In review... first off, the Gio is complete junk, even the pick guard is non-standard, and, you can't put a pickup with a cover on the bridge because they didn't cut the hole big enough!

The Hag is opposite, mainly because all their guitars are produced in house, including nearly all the parts. The quality is very good, especially when you compare it to other Chinese made guitars that have parts sourced outside. Haven't found the need to change anything if I have to, anything to be done would be a upgrade. Mines a Select Swede, but a lot of the different Hag models are at the top of the list for best bang for the buck.

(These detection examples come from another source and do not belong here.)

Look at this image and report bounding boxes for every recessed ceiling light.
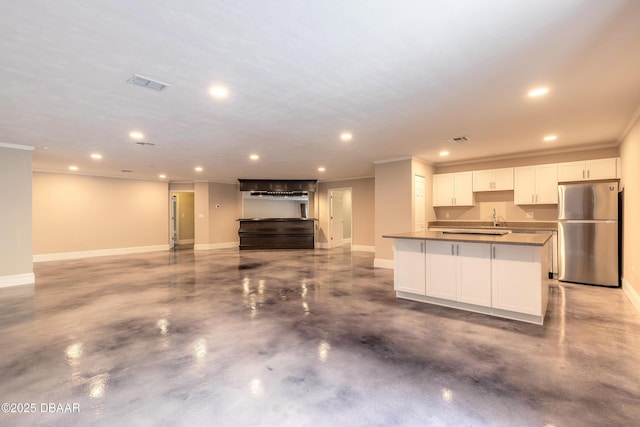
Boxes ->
[340,132,353,142]
[209,84,229,99]
[529,87,549,97]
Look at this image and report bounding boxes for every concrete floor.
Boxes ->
[0,249,640,426]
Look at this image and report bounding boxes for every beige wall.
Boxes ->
[33,172,169,255]
[411,159,436,224]
[375,159,412,261]
[620,116,640,295]
[317,178,375,247]
[209,182,242,244]
[0,144,33,284]
[193,182,211,249]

Now the Jay Turser. As I am Canadian, I have the Canadian model, which is not available in the states at all from what I can see. The US and Canada have completely different line-ups, other than the JT-200. Mine is here:


It's a studio copy. Set neck, mahogany, and junk everything else, though still better than the Gio. It's pretty much comparable to the Epiphones, in that the body is usable, everything else will have to be replaced, but with one very big difference. The Epiphone would cost about 480 Cdn total, while this Turser cost me 150 Cdn. (take off about 11-13% US with the exchange rate)

I was lucky, they under sprayed this, so I actually can see the wood grain on mine, as opposed to the solid cherry red. Epiphone sprays their's solid colours, maybe because theirs are like the JT, 3 pieces of mahogany joined for the body and they don't want it to show. (Wouldn't be in the least bit surprised if the body for each company came out of one factory) With mine, pretty apparent at the back, but still, far better colour, love the cherry stain even if it was unintentional. Pretty heavy guitar, very solid, but could chip easy in the paint. Very glossy as well.

First thing I did was replace the tuners with a matching Grover Vintage style. The electronics are bad, but I have a set of wired pots from a Zack Wilde EMG set that's not being used, Switchcraft jack/plate and a Gibson USA bridge and tail piece. (Have to re drill though, they copied the shape, but certainly didn't copy the sizes for the hardware, all of them are way smaller) New Pickups as well, I'm going to go with the same Rockfield Mafia/Big Ass combo that BC Rich is now using for their new War Beast model. Slightly more dollars than the GFS stuff, but I have heard them, and they just sound great and far better for what works out to be 10 dollars more each.

Honestly, even after I upgrade and pay for everything, it will still be cheaper than the Epiphone and yet will be way better. Really, even if it's just as a project, like I am doing, pretty hard to beat that.